What is Avascular Necrosis of the Hip?
Avascular necrosis (AVN) of the hip is a condition where the bone tissue in the ball of your hip joint dies because it loses its blood supply, eventually causing the hip joint to collapse and leading to severe arthritis if left untreated. 1
How It Happens
The bone in your hip needs constant blood flow to stay alive and healthy. When this blood supply gets interrupted or blocked, the bone cells and bone marrow die 1. Think of it like a plant that doesn't get water—it eventually withers and dies. Three main ways this happens include: 2
- Blood vessels get physically cut off (like after a hip fracture or dislocation)
- Blood vessels get clogged (similar to how arteries can get blocked in heart disease)
- Pressure builds up inside the bone that squeezes the blood vessels shut (often from fat cells getting larger) 2
Where It Affects You
The "ball" part of your hip joint (called the femoral head) is the most common location, accounting for over 75% of all AVN cases 3. However, AVN can also affect other bones in your body including your shoulder, knee, ankle, and certain bones in your hand and foot 2, 1.
What Puts You at Risk
Several factors significantly increase your chances of developing AVN: 4, 1, 5
- Steroid medications (like prednisone), especially high doses or long-term use
- Heavy alcohol consumption
- Hip injuries such as fractures or dislocations
- Sickle cell disease and other blood disorders
- High cholesterol (hyperlipidemia)
- Blood clotting disorders (hypercoagulability)
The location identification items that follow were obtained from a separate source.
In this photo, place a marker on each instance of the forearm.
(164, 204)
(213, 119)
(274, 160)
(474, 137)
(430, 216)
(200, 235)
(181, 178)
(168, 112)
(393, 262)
- HIV infection and its treatments
- Cancer treatments including chemotherapy and radiation
- Certain rare diseases like Gaucher disease
A critical fact: when AVN happens without trauma, both hips are affected 70-80% of the time, even if you only feel pain in one hip. 5
What You'll Experience
Pain is the main symptom—it typically starts gradually in your groin or buttock area and gets worse when you put weight on the hip (walking, standing, climbing stairs) 5. The pain is usually severe and doesn't improve with rest 5.
However, here's an important caveat: about 5% of people at risk have AVN that shows up on imaging tests but causes no symptoms at all 4, 1. This is why doctors sometimes screen high-risk patients even without pain.
Why Early Detection Matters
The size of the dead bone area determines your outcome. 1, 5
- If less than 30% of the femoral head is affected, only 5% of cases progress to collapse
- If 30% or more is affected, 46-83% of cases will progress to collapse 1, 5
Once the bone collapses, joint-preserving treatments no longer work, and you'll likely need a hip replacement. 1 This is particularly devastating because AVN typically affects people in their 30s to 50s—much younger than typical arthritis patients 2. In fact, AVN causes up to one-third of all hip replacements in people under age 60 4.
Additional Risk Factors for Worse Outcomes
Beyond the size of the affected area, certain factors predict faster progression: 5
- Being over 40 years old
- Body mass index over 24 kg/m²
- Fluid around the joint (joint effusion)
- Swelling in the bone marrow around the dead area
The Bottom Line
Without treatment, AVN inevitably leads to early severe arthritis and joint destruction. 4 The key is catching it early—before the bone surface collapses—when treatments can still preserve your natural hip joint. Once you have symptoms, the disease process is already underway, which is why screening high-risk patients before symptoms develop is so important 5.